Den ersten Tausender rennst du los, als gäbs kein Morgen, aber nur für eine Minute. In dieser bleibt dir schon gar keine Zeit, um an den missglückten Tag zu denken. Dann wirst du langsamer, findest deinen gewohnten Tausender-Rhythmus, und dennoch werden deine Atem- und Herzfrequenz zu hoch bleiben, die erste Minute wohnt deinem Körper weiterhin inne. Nach dem ersten Intervall, das zu deiner Zufriedenheit fünf Sekunden schneller ausgefallen ist, machst du maximal neunzig Sekunden Pause, dann beginnst du erneut, diesmal aber gleich im gewohnten Rhythmus.
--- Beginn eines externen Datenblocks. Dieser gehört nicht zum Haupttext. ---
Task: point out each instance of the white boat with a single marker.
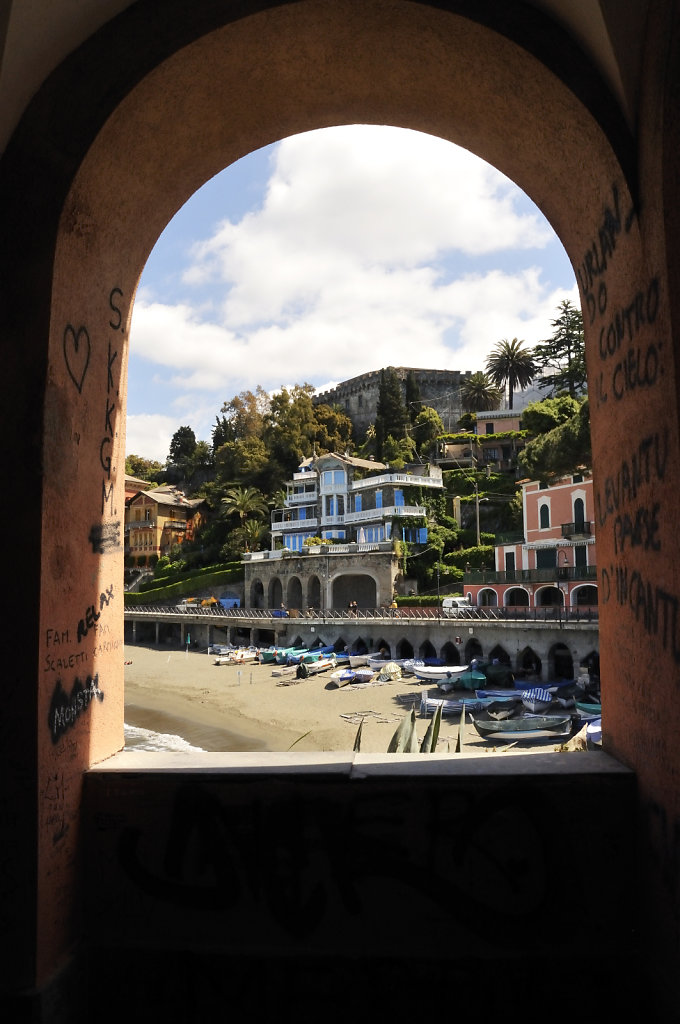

Spätestens nach Nummer vier werden deine Beine schmerzen wie Sau, deine Lungen brennen, aber egal, deswegen machst du das Ganze ja. Bei Nummer fünf gibt es nur noch dich und die Umwelt, die vorbeisaust, bei Nummer sechs saust die Umwelt nur noch bis zur Hälfte vorbei, und ab dann gibt es nur noch dich. Dich und dich und dich. Und du endest dort, wo die Luft aus deinem Munde rausgepumpt wird bis zum Geht-nicht-mehr. Reduziert. Du bist nur noch auf dich reduziert, deine einzige Sorge gilt dem Absolvieren des nächsten Schrittes. Reduziert und voll konzentriert. Keine Probleme mehr, kein Alltag, kein Chef, kein Partner, keine Freunde, keine Katzen. Nur du. Die Glückshormonausschüttung hernach wird so enorm sein, dass ALLES hernach klein wirken wird. Klein und unbedeutend. DU hast es geschafft. Und damit wirst du auch alles andere wieder schaffen.